Dort ist eigentlich alles ganz gut beschrieben.


----------



## Dagonzo (26. Dezember 2008)

Also empfehlen kann man einen Menge. Wo ist denn preislich deine Schmerzgrenze? 


			Dieser Inhalt steht nur eingeloggten Mitgliedern zur Verfügung.


----------



## Kirschensaft--Nazjatar (26. Dezember 2008)

Also sagen wir so 800-1000 euro aber net mehr ... will net 100 jahre spaaren 


			Dieser Inhalt steht nur eingeloggten Mitgliedern zur Verfügung.


----------



## xDarKy (26. Dezember 2008)

Kirschensaft--Nazjatar schrieb:


> Jetzt hab ich mir mal die gaming laptops von "one.de" angesehen und festgestellt das da echt ganz nette teile dabei sind. Ich hab meinen laptop bei media markt damals gekauft und leider keine ahnung ob laptops aus dem   internet wirklich hochwertig sind.



Warum sollten Laptops aus dem Internet Qualitativ schlechter sein wenn sie nicht gebraucht sind? Ob du noch ein Acer Notebook im Media Markt kaufst oder in einem Internet Store. Beide kommen von der selben Hersteller Firma.


----------



## Kirschensaft--Nazjatar (26. Dezember 2008)

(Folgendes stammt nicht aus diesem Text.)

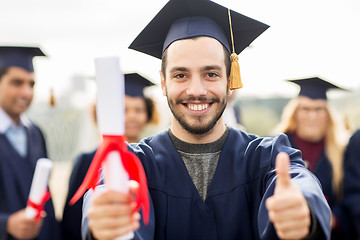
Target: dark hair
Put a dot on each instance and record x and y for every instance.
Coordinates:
(226, 59)
(3, 71)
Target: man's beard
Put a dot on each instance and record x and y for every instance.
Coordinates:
(202, 128)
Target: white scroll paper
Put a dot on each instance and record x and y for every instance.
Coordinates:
(110, 112)
(39, 184)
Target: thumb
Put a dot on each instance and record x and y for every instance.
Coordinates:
(282, 169)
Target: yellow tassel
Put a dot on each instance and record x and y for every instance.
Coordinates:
(52, 98)
(235, 78)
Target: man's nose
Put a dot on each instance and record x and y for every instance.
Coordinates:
(196, 87)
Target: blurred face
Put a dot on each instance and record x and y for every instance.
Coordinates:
(135, 117)
(195, 84)
(16, 91)
(312, 119)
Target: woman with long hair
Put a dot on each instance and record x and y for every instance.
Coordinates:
(313, 127)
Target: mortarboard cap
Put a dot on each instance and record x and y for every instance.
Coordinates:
(314, 87)
(135, 84)
(181, 19)
(19, 57)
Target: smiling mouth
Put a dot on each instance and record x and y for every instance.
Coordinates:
(197, 107)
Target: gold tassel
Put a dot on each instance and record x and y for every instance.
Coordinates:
(52, 98)
(235, 78)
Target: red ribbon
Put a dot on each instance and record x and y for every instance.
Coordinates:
(131, 164)
(39, 207)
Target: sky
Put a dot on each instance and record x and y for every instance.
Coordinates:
(305, 38)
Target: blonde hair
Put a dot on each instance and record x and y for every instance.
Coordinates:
(334, 140)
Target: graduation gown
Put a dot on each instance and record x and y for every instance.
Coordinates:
(351, 198)
(16, 175)
(235, 203)
(323, 171)
(72, 215)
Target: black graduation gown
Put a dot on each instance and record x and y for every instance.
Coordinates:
(72, 215)
(323, 171)
(235, 204)
(16, 175)
(352, 184)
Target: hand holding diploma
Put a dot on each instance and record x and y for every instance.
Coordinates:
(288, 208)
(115, 206)
(26, 223)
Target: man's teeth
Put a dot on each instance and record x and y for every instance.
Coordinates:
(198, 107)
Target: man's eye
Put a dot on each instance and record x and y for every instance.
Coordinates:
(180, 75)
(212, 75)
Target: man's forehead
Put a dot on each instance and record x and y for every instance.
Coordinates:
(309, 102)
(19, 72)
(199, 43)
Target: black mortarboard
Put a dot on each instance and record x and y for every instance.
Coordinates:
(314, 87)
(135, 84)
(198, 18)
(19, 57)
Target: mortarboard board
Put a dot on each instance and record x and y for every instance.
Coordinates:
(182, 19)
(135, 84)
(198, 18)
(19, 57)
(314, 87)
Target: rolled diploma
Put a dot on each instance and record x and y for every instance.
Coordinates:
(39, 184)
(110, 112)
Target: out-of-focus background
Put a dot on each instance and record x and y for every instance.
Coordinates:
(306, 38)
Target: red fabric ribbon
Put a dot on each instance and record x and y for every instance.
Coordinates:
(131, 164)
(39, 207)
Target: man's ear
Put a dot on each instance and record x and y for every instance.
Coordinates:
(163, 84)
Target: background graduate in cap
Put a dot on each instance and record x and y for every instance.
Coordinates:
(208, 181)
(21, 145)
(313, 127)
(139, 112)
(352, 184)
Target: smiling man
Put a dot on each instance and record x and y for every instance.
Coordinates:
(21, 145)
(206, 180)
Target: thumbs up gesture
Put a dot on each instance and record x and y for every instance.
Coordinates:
(288, 209)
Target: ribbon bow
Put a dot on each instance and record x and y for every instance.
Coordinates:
(39, 207)
(131, 164)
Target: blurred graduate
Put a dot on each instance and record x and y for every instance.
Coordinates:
(352, 184)
(140, 112)
(21, 145)
(314, 127)
(207, 180)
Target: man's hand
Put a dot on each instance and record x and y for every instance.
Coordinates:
(21, 227)
(112, 214)
(288, 208)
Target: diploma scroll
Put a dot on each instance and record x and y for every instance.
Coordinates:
(39, 188)
(116, 178)
(118, 163)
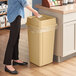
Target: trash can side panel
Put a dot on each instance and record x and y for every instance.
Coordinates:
(48, 43)
(35, 47)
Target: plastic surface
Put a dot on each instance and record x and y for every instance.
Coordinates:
(41, 33)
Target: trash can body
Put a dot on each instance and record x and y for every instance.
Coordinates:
(41, 41)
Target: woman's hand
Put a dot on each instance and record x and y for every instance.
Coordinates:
(34, 11)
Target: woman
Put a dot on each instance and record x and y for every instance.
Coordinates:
(14, 14)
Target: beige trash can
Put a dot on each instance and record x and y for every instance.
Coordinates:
(41, 33)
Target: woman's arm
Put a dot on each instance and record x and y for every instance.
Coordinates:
(33, 10)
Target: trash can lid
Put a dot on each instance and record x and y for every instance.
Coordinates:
(43, 21)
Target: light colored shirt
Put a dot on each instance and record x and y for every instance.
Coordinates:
(15, 8)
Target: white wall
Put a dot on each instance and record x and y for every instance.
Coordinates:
(27, 13)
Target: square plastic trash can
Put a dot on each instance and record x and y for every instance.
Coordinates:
(41, 33)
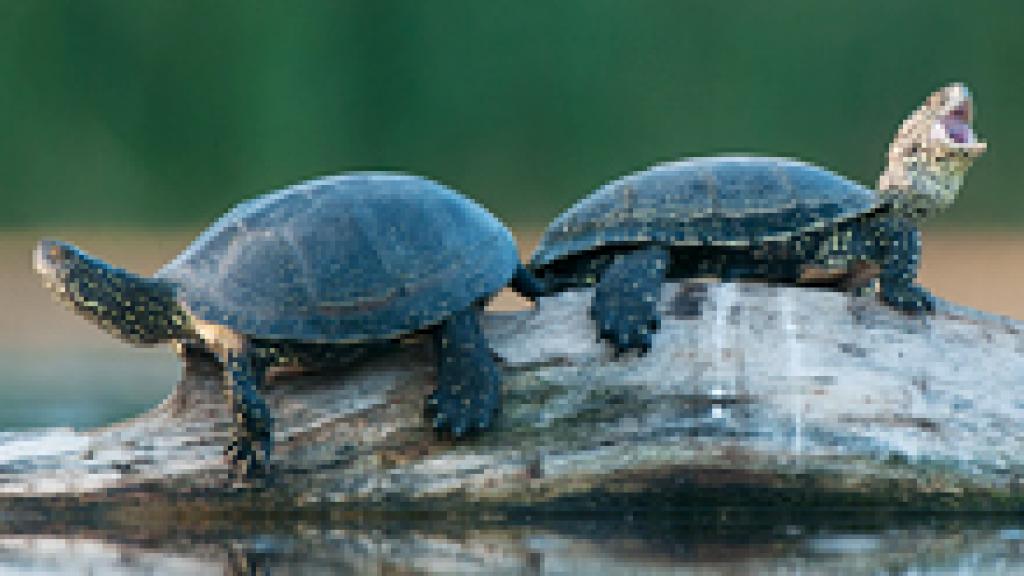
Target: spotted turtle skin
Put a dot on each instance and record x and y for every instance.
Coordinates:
(312, 276)
(732, 217)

war ja nur eine frage , kenn mich damit net aus.


----------



## SixNight (26. Dezember 2008)

Google nutzen ....

Gamer Notebooks eingeben und sofort was finden ...


----------



## Xeyji (26. Dezember 2008)

Ich würde wie du schon gemacht hast bei One.de gucken.
Preiswert sind die allemal und du hast guten Support und vorallem top Qualität.
Kannst auch einfach wo anrufen oder in den Laden gehen und dich dort beraten lassen.
Buffed-User sind ja nun auch nicht die Welt und eine Fachkraft sollte es leicht haben dir das zu verkaufen was du willst.

Mfg Xey


----------



## Dagonzo (26. Dezember 2008)

Dann vielleicht dieses:
Acer TravelMate 7730G-864G64MN  899€
oder
Acer Aspire 7730G-944G64MN 

Beide haben 1440x900 Auflösung und eine 9600M-GT. Was besseres bekommst du kaum für den Preis. 
Bei Computern von One.de würde ich allerdings abraten. Gibt viele schlechte Bewertungen zu dem Laden.


----------



## Kirschensaft--Nazjatar (26. Dezember 2008)

@dagonzo 

thx die 2 sind extrem n1 . bin ernsthaft am überlegen .... hmm ma schauen wie lange ich für 1k euro brauche .... hmm naja schon etwas bisschen opa & oma angammeln 


			Dieser Inhalt steht nur eingeloggten Mitgliedern zur Verfügung.
        



frage noch : was bedeutet :1280MB TurboCache™ (512MB DDR3 dediziert, bis zu 768MB shared System Memory)   das heisst das er 512mb eigenen speicher hat und 768mb speicher vom pc verwendet??? oder ssry kenn mich da nicht so aus


----------



## Xeyji (26. Dezember 2008)

Kirschensaft--Nazjatar schrieb:


> @dagonzo
> 
> thx die 2 sind extrem n1 . bin ernsthaft am überlegen .... hmm ma schauen wie lange ich für 1k euro brauche .... hmm naja schon etwas bisschen opa & oma angammeln
> 
> ...



So siehts aus. Würde ich aber nicht nehmen, da das die Systemleistung halt einschränkt. Wobei ich glaube das es dann 512 selbstständig hat und zusätzlich 1280mb abzapft...
512 reichen sowieso vollkommen aus. Seht doch, als WoW auf den Markt kam waren 256mb schon top of the line.
Mfg Xey


----------



## Dagonzo (26. Dezember 2008)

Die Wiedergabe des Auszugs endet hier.